A business meeting is all about the exchange of ideas, whether it’s a sales pitch or a development meeting with your staff, and nothing’s more essential to swapping ideas with colleagues than strong communication skills. Communicating in a meeting isn’t the same as one-on-one communication, so business owners must recognize the differences and adapt their communication style to be more effective in meetings.
People are used to one-on-one communication and often fall back on those habits while in a group setting such as a meeting, particularly when addressing an issue posed by a member of the meeting. Make eye contact with each person in the group and speak to each member of the meeting. Not only will this keep everyone in the room engaged in what you’re saying, it also makes everyone in the meeting feel valued and a part of the group, rather than just a spectator.
To use your meeting time wisely and present your points most directly, be as succinct as possible when you speak. Shorter amounts of information are easier for other members of the meetings to process than long, rambling speeches, and many speakers waste time--and squander their audience’s interest--by prefacing ideas with long introductions or rhetorical questions. Avoid clichés and business-world jargon, as they usually don’t communicate any ideas and merely waste time. Keep an eye on the amount of time you spend while you talk, and try to limit it as much as possible.
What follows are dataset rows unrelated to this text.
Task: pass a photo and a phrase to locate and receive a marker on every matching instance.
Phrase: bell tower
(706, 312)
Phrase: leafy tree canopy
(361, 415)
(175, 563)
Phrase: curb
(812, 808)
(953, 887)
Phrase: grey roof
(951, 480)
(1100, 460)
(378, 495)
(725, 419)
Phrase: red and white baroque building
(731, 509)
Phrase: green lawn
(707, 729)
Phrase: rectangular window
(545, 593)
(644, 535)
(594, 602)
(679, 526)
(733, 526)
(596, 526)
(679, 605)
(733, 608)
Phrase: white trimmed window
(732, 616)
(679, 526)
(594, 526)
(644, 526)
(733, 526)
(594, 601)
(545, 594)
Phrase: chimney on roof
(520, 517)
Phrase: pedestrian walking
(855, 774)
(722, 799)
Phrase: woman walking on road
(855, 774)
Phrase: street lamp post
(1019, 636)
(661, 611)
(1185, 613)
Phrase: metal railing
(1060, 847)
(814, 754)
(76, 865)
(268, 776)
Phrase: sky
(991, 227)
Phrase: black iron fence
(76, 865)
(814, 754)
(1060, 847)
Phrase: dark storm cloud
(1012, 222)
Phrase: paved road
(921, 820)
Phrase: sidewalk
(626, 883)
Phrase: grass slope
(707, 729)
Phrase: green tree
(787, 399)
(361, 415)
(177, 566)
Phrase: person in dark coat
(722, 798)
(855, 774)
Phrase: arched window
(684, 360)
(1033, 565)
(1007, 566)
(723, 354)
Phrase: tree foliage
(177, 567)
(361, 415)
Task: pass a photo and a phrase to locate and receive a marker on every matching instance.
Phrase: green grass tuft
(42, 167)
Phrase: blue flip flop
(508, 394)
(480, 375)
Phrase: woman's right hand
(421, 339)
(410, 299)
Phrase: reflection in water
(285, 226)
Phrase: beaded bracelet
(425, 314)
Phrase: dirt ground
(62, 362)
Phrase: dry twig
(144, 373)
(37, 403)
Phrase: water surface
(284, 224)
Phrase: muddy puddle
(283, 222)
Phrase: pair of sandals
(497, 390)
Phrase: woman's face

Communication is a two-way street, so it’s important to uphold your portion of responsibilities when you’re not speaking. Actively listening to others’ comments in meetings helps you understand their points much more quickly--saving the possibility of additional discussion later--while it helps you hone your own presentation to fit the audience and tone of the meeting.
If you find that you’re in a position in the room where you can’t hear or see a presenter, or that your position in the room cuts you out of most of the meeting’s conversations, don’t be afraid to move to a better spot. Meetings are about communicating, and if your location in the room prevents or hinders that communication, it’s a counter-productive place for you to sit.
It’s easy to be negative or point out flaws in another person’s ideas in a meeting, but doing so may ultimately thwart the meeting’s success. Rather than address the downside of any issue raised, try to locate the positive, valuable side in each comment a person makes. Not only will this keep the meeting from being derailed by petty personal attacks, it also keeps the focus on developing solutions or creating progress.